On Thursday morning my cold and flu was completely gone, I was ready to go back to work!

On a Thursday evening, I started with hives on my wrists, I have had hives before so got my fiancé to bring antihistamines home as this usually helps. I am only known to be allergic to sudafed so I don’t take it. I took citrizine and went to sleep.

On Friday morning I woke up with more itching on my wrists but it wasn’t too bad so I went to work my 13 hour shift on A&E. By 7pm one of my colleagues looked at me and said I look terrible, they prompted a doctor to look at me. By this time the rash was all over my body, my lips were extremely swollen and my eyes. The doctor admitted me, cannulated me and gave me hydrocortisone IV. Sent me home with prednisolone as I had to be back at work the following day at 7am so I insisted I needed to sleep at home and the hydrocortisone seemed to get rid of the swelling.

On Saturday morning at 5am I woke up in very intense pain, my whole body was red and swollen, my face was huge I was dry heaving over the toilet and crying. My fiancé drove me to A&E where my HR was 150 so they did and ECG and cannulated me again. I was given hydrocortisone, chloraphenamine, 1 litre sodium chloride all IV. This seemed to help slightly but I left later that afternoon still slightly puffy.

Because of the hydrocortisone I was told not to start my oral steroids at home until the next morning. So on Saturday afternoon after discharge from the hospital, I went home for a nap and woke up again covered in hives! I went straight back to A&E and ended up spending the night until Sunday morning. That overnight stay I had hydrocortisone, chloraphenamine, citrizine, prednisolone, and then a morning dose of prednisolone before leaving.

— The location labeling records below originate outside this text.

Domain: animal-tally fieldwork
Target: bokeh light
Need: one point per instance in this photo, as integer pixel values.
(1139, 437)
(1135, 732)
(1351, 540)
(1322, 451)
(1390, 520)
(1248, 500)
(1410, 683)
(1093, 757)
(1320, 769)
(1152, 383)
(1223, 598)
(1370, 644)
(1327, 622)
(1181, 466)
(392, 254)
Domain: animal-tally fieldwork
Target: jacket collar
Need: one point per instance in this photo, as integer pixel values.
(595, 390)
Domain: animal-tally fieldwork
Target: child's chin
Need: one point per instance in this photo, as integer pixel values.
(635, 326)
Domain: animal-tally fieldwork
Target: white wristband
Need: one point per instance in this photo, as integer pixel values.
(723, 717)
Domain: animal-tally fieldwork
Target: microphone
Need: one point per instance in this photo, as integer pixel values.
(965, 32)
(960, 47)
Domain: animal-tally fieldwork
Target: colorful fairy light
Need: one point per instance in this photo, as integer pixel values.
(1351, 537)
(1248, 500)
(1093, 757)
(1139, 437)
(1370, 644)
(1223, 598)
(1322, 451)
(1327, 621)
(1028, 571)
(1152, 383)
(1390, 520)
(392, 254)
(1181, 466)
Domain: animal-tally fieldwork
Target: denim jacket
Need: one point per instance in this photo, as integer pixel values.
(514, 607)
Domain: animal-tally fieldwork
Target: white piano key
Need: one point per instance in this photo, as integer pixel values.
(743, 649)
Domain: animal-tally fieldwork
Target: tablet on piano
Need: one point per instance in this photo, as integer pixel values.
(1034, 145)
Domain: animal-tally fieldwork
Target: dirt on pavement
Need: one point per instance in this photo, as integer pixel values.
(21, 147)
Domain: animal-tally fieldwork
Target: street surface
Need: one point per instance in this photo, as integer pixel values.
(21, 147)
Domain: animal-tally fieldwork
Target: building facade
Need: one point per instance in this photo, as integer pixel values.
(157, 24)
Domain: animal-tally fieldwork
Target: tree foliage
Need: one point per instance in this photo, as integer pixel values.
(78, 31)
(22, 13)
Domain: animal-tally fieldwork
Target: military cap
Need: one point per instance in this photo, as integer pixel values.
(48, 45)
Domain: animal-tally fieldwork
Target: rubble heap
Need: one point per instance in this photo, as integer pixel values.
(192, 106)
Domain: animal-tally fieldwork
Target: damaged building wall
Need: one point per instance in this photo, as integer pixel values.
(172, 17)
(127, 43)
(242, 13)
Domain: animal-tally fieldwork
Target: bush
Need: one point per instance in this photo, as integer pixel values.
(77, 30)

This comes to Sunday morning, at home, itching, suffering still, waiting for Monday morning to call the gp for a referral to immunology as instructed. I saw the GP on Monday afternoon and I have been referred to immunology but they have a target to review within 18 weeks. I can’t cope with the sleepless itchy nights with a high heart rate and also a job I need to keep! I have to add that upon my last discharge my LFT’s were elevated probably due to all the medical intervention and inflammation, and my potassium on the cusp of being too low.

I am keen to hear if anyone else has managed to relieve reoccurring urticaria at home, was it the garlic? Maybe I picked something up abroad? Also to add I do now have 2 Epi-pens at home that I was given on my first admission on Friday evening. Thanks for reading!

My wife and I found out in 2023 that she was pregnant, and around week 7 she developed hives all over her body. At the week 8 scan, her OB told us that the fetus had stopped growing sometime between weeks 6 and 7. We assumed the hives may have been related to hormonal changes.

In 2024, she became pregnant again and successfully delivered our baby without experiencing any hives during the pregnancy.

Now, in 2026, she is pregnant again, and at week 6 she has developed hives once more. Do you think this could again indicate an early pregnancy loss? We are going for an HCG test tomorrow.

Bpc157 seems like it may have helped my urticaria, recently ran out and had a major flare up after a month of mostly clear. Anyone else tried this or any other anti inflammatory peptides?